(We interrupt your regularly scheduled Where in the World Wednesday for a truly scary Halloween post. Fair warning, this post contains a couple photos you don’t want to see while you’re eating, and some graphic descriptions of my gruesome illness.)
Australia is trying to kill me. Not with the expected methods–shark attacks, spider bites, bloodthirsty dingoes, or calculating crocodiles–but with something far more bizarre and at the same time mundane. I’m stuck in Australia with a bad case of shingles.
SHINGLES. Like you get when you’re 80. I’ve had mysterious ailments all week, and finally on Monday I saw a doctor who said, “Oh yes, that’s a bad case of shingles you have in your eye.” IN MY EYE. And all around it. Y’all, I do not even need to dress up for Halloween this year. I’m going totally natural. Naturally gross, that is.
I hope this photo conveys to you just how nasty the left side of my face is right now. Lesions from my forehead to my eyebrow, in the little crook of the eye where you get eye gunk at night, and all down my nose. A sprinkling on my cheeks. And then a bright red eye peering out between swollen eyelids. The most comfortable position is for me to have the eye closed, but that does not mean I am comfortable. I’m constantly leaking tears, which I have to be careful when dabbing so as not to disturb the lesions on my face. (LESIONS. Like a freakin’ leper over here.) Despite all the leaking, the eye isn’t lubricating much, so it’s dry and sometimes I feel the lower lid sticking to the eyeball. The eyeball itself is alternately itchy and sore, like part of it ripped, so even when my eye is closed I feel that. All this eye leaking means some of the liquid is going down the nasal passage, so I’m blowing my nose all the time too. All the bones in my face ache, and while the lesions aren’t too painful right now, the doctor assures me they will be. Oh, and I have a stabbing pain in a specific spot on my head, like someone sending an electric shock through my brain every 10 minutes or so. Shingles: they are not fun.
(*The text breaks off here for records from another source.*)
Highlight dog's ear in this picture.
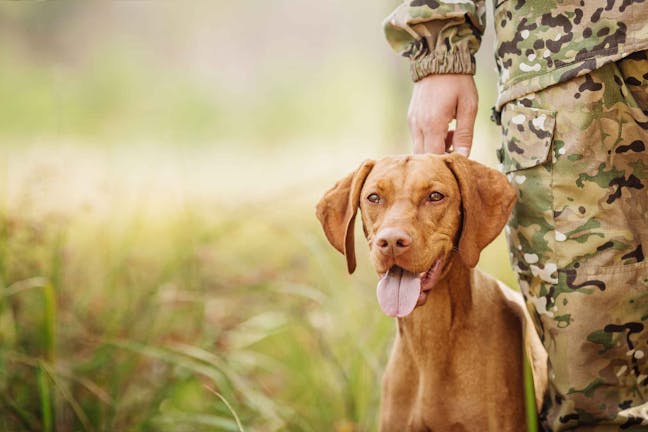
[317,160,375,273]
[445,153,517,267]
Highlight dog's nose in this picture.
[376,228,412,256]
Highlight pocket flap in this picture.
[498,104,556,173]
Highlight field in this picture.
[0,0,536,432]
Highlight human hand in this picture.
[407,74,478,156]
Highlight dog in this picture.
[317,153,547,432]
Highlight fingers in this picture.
[410,126,425,153]
[423,123,448,154]
[452,85,477,157]
[408,74,478,156]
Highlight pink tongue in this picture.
[376,268,421,317]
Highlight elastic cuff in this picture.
[410,50,475,82]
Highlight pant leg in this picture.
[500,53,648,432]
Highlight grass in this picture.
[0,146,533,432]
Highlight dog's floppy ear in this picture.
[317,160,375,273]
[445,153,517,267]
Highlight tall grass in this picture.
[0,184,400,431]
[0,159,533,432]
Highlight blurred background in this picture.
[0,0,513,432]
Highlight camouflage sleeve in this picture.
[384,0,486,81]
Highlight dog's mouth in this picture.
[376,259,442,318]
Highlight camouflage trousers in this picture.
[498,52,648,432]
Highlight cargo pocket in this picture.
[497,104,556,174]
[497,103,558,296]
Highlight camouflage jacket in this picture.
[384,0,648,109]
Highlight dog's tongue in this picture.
[376,267,421,317]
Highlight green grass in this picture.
[0,180,536,431]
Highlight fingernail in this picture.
[455,147,470,157]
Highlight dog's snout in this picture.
[376,228,412,256]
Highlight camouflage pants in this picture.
[499,52,648,432]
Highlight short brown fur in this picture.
[317,154,547,432]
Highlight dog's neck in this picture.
[398,255,473,355]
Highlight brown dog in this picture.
[317,154,547,432]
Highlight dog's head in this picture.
[317,153,516,316]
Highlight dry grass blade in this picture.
[205,385,245,432]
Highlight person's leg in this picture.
[500,53,648,432]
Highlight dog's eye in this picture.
[428,192,445,202]
[367,193,380,204]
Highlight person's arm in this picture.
[385,0,486,156]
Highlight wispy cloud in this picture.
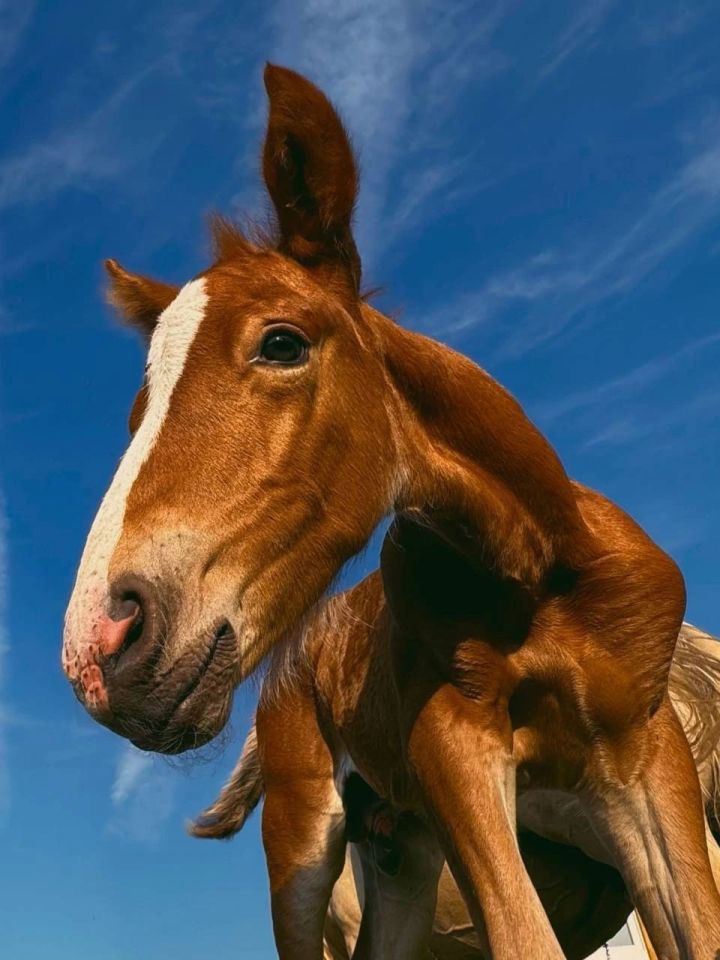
[538,0,617,80]
[533,331,720,424]
[0,0,35,69]
[420,127,720,359]
[273,0,506,259]
[0,67,160,210]
[0,486,10,824]
[108,744,175,843]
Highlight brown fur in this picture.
[190,624,720,960]
[68,67,720,960]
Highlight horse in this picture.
[62,65,720,960]
[190,576,720,960]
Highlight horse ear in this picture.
[105,260,179,338]
[263,64,360,292]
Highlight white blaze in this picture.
[63,279,208,669]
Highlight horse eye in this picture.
[259,329,308,365]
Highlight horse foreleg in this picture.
[587,700,720,960]
[408,686,563,960]
[257,696,345,960]
[353,818,445,960]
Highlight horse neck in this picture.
[373,312,590,588]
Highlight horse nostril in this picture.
[103,575,161,668]
[108,596,142,623]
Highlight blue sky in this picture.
[0,0,720,960]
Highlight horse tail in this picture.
[669,623,720,836]
[188,721,265,840]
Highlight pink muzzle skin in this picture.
[63,607,139,711]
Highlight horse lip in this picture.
[100,620,237,753]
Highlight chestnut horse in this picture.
[190,616,720,960]
[63,67,720,960]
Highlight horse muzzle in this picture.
[63,576,238,753]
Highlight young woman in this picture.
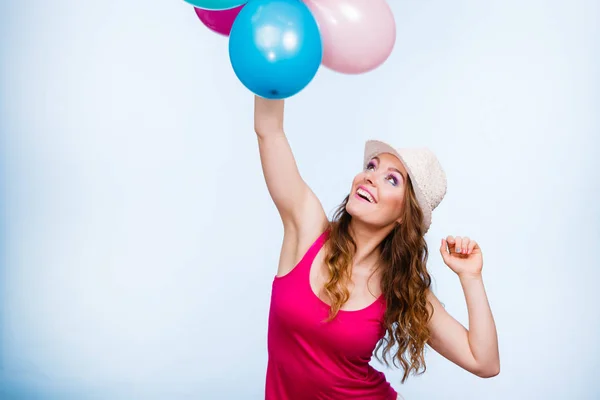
[254,97,500,400]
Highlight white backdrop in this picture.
[0,0,600,400]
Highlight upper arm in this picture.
[254,96,327,237]
[258,131,327,231]
[427,290,481,376]
[254,96,328,274]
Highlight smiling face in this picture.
[346,153,408,227]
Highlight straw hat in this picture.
[363,140,447,233]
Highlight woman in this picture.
[254,97,500,400]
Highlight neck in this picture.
[349,218,393,269]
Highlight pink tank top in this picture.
[265,231,397,400]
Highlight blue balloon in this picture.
[229,0,323,99]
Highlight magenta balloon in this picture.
[194,5,244,36]
[304,0,396,74]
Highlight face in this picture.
[346,153,408,227]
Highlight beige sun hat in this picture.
[363,140,447,233]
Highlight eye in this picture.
[386,175,398,186]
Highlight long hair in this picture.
[324,179,433,383]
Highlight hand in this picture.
[440,236,483,277]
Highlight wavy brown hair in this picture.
[324,179,433,383]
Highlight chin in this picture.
[346,200,372,222]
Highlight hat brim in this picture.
[363,140,431,233]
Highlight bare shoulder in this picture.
[277,191,329,276]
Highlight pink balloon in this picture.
[304,0,396,74]
[194,5,244,36]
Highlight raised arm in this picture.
[254,96,327,274]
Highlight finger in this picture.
[460,236,471,254]
[467,240,477,254]
[454,236,462,253]
[446,236,456,247]
[440,239,450,261]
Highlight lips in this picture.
[356,185,377,204]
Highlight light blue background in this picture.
[0,0,600,400]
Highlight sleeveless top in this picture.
[265,230,397,400]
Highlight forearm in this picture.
[254,96,284,137]
[459,274,500,375]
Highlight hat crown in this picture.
[398,148,447,211]
[364,140,447,232]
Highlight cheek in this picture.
[380,188,404,211]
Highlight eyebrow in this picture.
[373,156,406,181]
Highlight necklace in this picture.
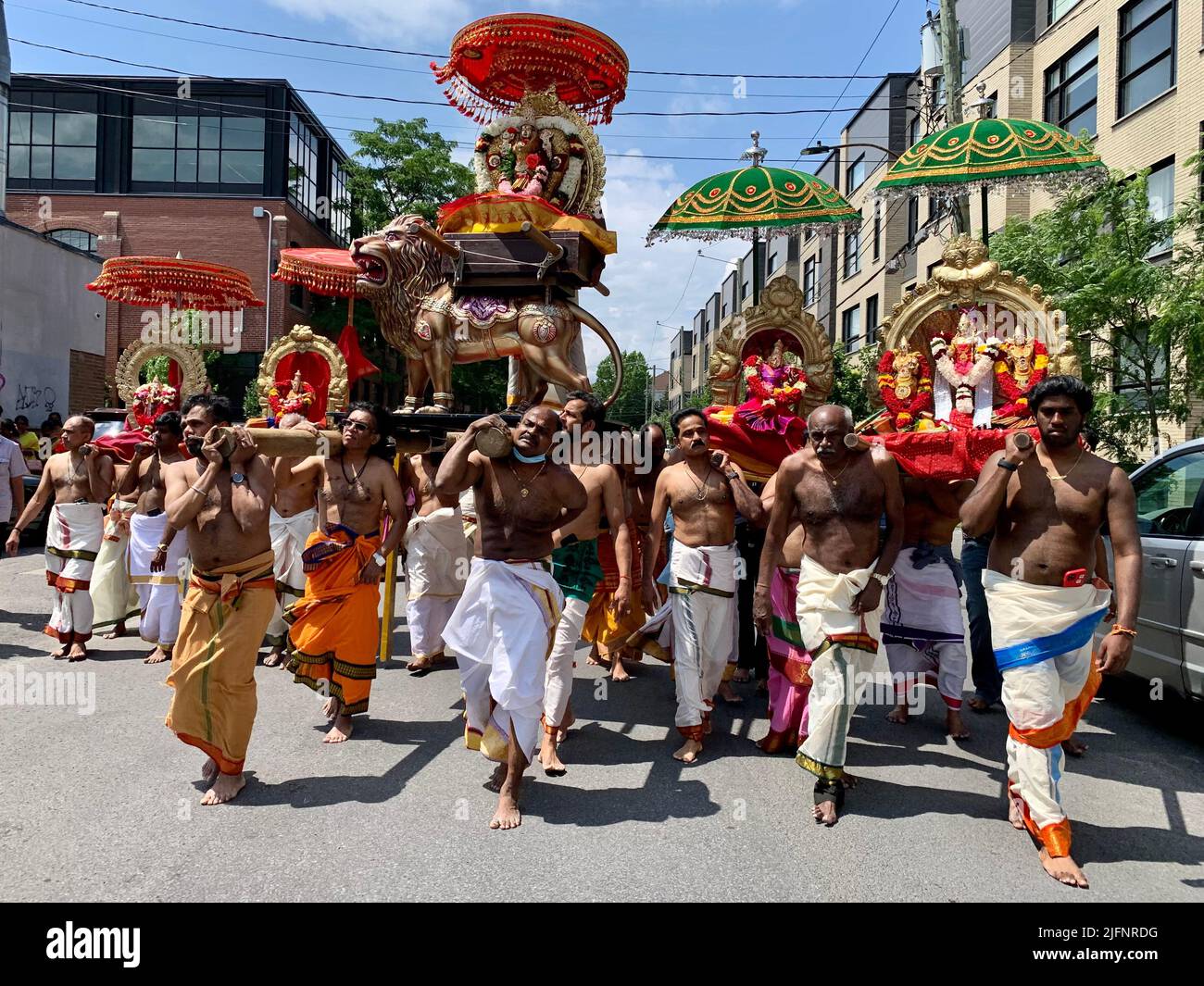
[1042,449,1086,482]
[815,456,852,486]
[686,462,714,504]
[506,458,548,500]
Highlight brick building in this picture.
[6,75,350,404]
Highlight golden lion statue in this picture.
[352,216,622,414]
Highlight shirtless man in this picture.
[5,416,113,661]
[643,408,765,763]
[163,393,276,805]
[274,401,406,743]
[883,476,974,739]
[960,377,1141,887]
[401,453,470,673]
[539,390,631,777]
[117,410,188,665]
[264,411,320,668]
[756,473,811,756]
[434,407,589,830]
[753,405,903,826]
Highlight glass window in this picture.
[130,99,264,190]
[840,305,861,353]
[1133,452,1204,537]
[1045,33,1099,135]
[1117,0,1175,117]
[8,92,97,189]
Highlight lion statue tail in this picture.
[565,301,622,407]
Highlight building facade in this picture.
[6,75,350,402]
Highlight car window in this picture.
[1133,452,1204,537]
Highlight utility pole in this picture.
[940,0,971,232]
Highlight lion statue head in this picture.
[352,214,445,356]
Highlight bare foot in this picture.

What is going on with me? If you had chicken pox when you were a kid, it’s possible you could get shingles later. If your immune system is compromised, the chicken pox virus might come out to play, and it takes the form of shingles. What happens is one nerve branch is affected (maybe more, on me it seems to be just this one), so all along that nerve branch you get lesions and pain, and in bad cases, the nerve damage can be permanent and sometimes you can even get scarring. Let’s not get ahead of ourselves here, the doctor thinks I got to him in time for the antiviral drugs to be effective, which should keep permanent nerve damage out of the picture, but you don’t know until it’s over. And since it’s a virus, it just hangs out in your body and comes back when conditions are right and it’s feeling malicious. As with other ailments, if you’ve had it once, you’re more susceptible to having it again. GOODY.
Well, how did I get here? By doing too much, too fast on this trip, is how. The last few weeks before I left were highly stressful (leaving a job; discovering bedbugs–yes, that’ll be another post; saying goodbye to everyone I know and love). I did relax in Hawaii, although as you’ve seen from the blog posts, we did pack a lot in as well. When I got to Australia, I thought I was pacing myself okay, but it might’ve been too much for my exhausted body to handle. Illness is rough enough without thinking that you probably brought some of it on yourself, and it’s all compounded by my annoyance that I couldn’t handle it. I thought after 29 years of inhabiting this body, I was a pretty good guess on what it could do. It’s frustrating to be told in gross, lesion-y terms that I was wrong.
Now, out of the whole country of Australia, this is the place to be stuck. I’m staying with relatives in Byron Bay, and they’ve generously offered me a room for as long as I need to heal. I’m in a home and not a hostel, I have my own room and bathroom, I share meals with the family, and when I’m feeling up to it, I can walk into town for people-watching and cheesecake-eating. I’m hugely grateful to them for putting me up, and for ferrying me to the doctor as well!
I should be clear that although going full throttle probably contributed to getting me in this state, I had a lot of fun doing it. I hope the Where in the World Wednesday posts and occasional Facebook updates convey just how beautiful Australia is, and how much I’ve enjoyed seeing it.
I’d hoped to be in Melbourne by this time, but that’s just not going to happen. It hurts to open my eye for too long, so I’m not sure how much writing I’ll be able to do, but I do plan to catch up somewhat. I’ll take it slow and easy, and hopefully in a few weeks I’ll be able to carry on. These aren’t the adventures I was hoping to have on my trip, but such is the nature of travel: you truly never know what’s next.